Introduction

Ankylosing spondylitis (AS) is a chronic inflammatory disease that primarily affects the spine and sacroiliac joints [1]. A significant proportion of patients afflicted with ankylosing spondylitis may suffer from debilitating, progressive stiff kyphosis of the thoracolumbar spine [1, 2]. Despite improving medical therapies and conservative treatment modalities, there still exist specific clinical indications for surgical correction of thoracolumbar kyphotic deformities in this patient population to restore the sagittal balance and the ability to see straight ahead and to improve diaphragmatic respiration and decrease pressure on the abdominal cavity. Currently, various osteotomy techniques have been applied to treat AS spinal deformities including pedicle subtraction osteotomy (PSO) and vertebral column decancellation (VCD), which are frequently used for correction of thoracolumbar kyphosis resulting from AS [3]. Some previous studies have analyzed the indication, technical aspects, correction obtained, and complication rates of the aforementioned techniques [4,5,6]. To our best knowledge, there are limited reports addressing a comparison of loss of correction between PSO and VCD technique in kyphotic deformity resulting from AS. Therefore, this retrospective study was conducted to estimate the effectiveness of correction and loss of correction of PSO and VCD techniques in patients with thoracolumbar kyphosis secondary to AS.

Materials and methods

Design

We conducted a retrospective study of patients with a diagnosis of ankylosing spondylitis with thoracolumbar kyphosis who underwent corrective surgery in our center between March 2012 and April 2015. The inclusion criteria involved (1) preoperative global kyphosis (GK) ranging from 40 to 120°, (2) no scoliosis or with a coronal curve < 20°, (3) underwent a single level PSO or VCD surgery, (4) with a minimum 2-year follow-up [7]. The patients who had previous spinal surgeries or complicated with Andersson lesion were excluded in this study. Informed consent was obtained from all participants, and procedures were conducted according to the Declaration of Helsinki.

Patients

In the present study, a total of 61 AS patients consisting of 57 males and 4 females were included eventually (Table 1). On the basis of the types of osteotomies, 61 patients were divided into two groups: (1) PSO group (n = 25) included 23 male and 2 female patients, with an average age of 38.5 ± 11.5 (range 22–63 years) years. Mean follow-up was 30.2 ± 4.47 (range 24–38 months) months. The preoperative GK was 62.26 ± 14.80° (range 42.84–92.61°); (2) VCD group (n = 36) consisted of 34 male and 2 female patients, with average age of 38.1 ± 9.0 (range 21-54 years) years. Mean follow-up was 28.8 ± 3.7 (range 24–39 months) months. The preoperative GK was 76.43 ± 17.45 (range 48.66–118.24°) degrees.

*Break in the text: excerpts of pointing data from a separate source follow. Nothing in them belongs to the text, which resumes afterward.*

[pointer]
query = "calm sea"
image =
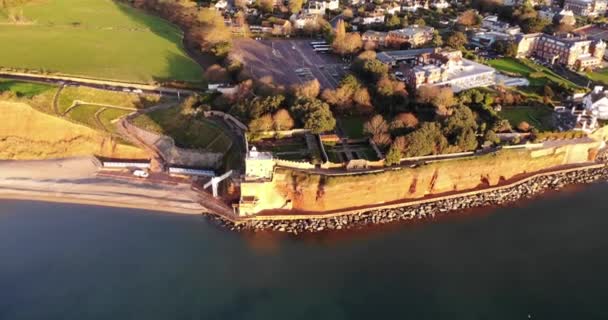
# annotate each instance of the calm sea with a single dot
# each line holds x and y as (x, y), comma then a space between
(543, 259)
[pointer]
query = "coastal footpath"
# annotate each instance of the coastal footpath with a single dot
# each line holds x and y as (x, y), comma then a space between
(427, 209)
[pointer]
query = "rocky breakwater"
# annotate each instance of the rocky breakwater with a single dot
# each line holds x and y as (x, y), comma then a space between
(501, 196)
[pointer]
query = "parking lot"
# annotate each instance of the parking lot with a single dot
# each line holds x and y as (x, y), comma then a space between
(290, 62)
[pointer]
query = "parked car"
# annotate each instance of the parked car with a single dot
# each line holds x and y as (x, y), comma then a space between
(141, 173)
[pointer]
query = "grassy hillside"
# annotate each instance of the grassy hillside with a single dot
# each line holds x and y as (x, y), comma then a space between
(30, 134)
(95, 38)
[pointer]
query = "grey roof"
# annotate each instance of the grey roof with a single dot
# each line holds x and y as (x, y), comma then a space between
(397, 55)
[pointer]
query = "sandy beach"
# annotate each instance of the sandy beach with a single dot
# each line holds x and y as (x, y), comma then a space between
(75, 180)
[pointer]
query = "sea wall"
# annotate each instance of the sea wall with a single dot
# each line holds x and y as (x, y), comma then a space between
(173, 154)
(525, 188)
(317, 191)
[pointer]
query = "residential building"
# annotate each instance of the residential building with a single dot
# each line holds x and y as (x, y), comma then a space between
(586, 8)
(412, 36)
(448, 68)
(596, 102)
(531, 2)
(396, 57)
(487, 39)
(321, 6)
(576, 53)
(492, 23)
(301, 20)
(440, 4)
(374, 18)
(221, 5)
(376, 37)
(414, 5)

Table 1 Patients’ demographic data (mean ± SD, range)

Surgical techniques

All patients were continuously monitored intraoperatively by somatosensory-evoked potentials and motor-evoked potentials. Following the induction of general anesthesia, each patient was placed in the prone position. The thoracolumbar spine was exposed through a posterior midline incision, and the posterior elements were exposed through a subperiosteal approach. Pedicle screw fixation was performed by a freehand technique.

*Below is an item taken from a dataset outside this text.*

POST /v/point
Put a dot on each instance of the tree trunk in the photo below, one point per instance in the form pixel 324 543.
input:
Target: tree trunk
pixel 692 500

Both osteotomies were initiated by probing the pedicles of the osteotomized vertebrae on both sides using a pedicle probe. In PSO osteotomy, the pedicles were dilated by incrementally increasing the probe or bone tap size. A high-speed drill was used to enlarge the pedicle holes as necessary. After this, the vertebral bone was adequately removed. The decancellation procedure carefully created a triangular wedge to the anterior cortex. Care must be taken to protect the nerve root and the contiguous vessels. In VCD osteotomy, the procedure is a “Y”-type osteotomy rather than a “V”-type osteotomy in PSO technique (Fig. 1). The VCD technique was characterized by controlled anterior column opening, posterior column closing, and middle column preservation as the hinge. The key points of the “Y”-shaped VCD technique are to remove a relatively small amount of the posterior half of the osteotomy column and preserve as much as possible of the middle column as the hinge, which serves as the correction “leverage” to provide greater stability and to prevent sagittal translation during the correction procedure.

Fig. 1
figure 1

Spine osteotomy techniques. a Pedicle subtraction osteotomy. b “Y”-shaped vertebral column decancellation.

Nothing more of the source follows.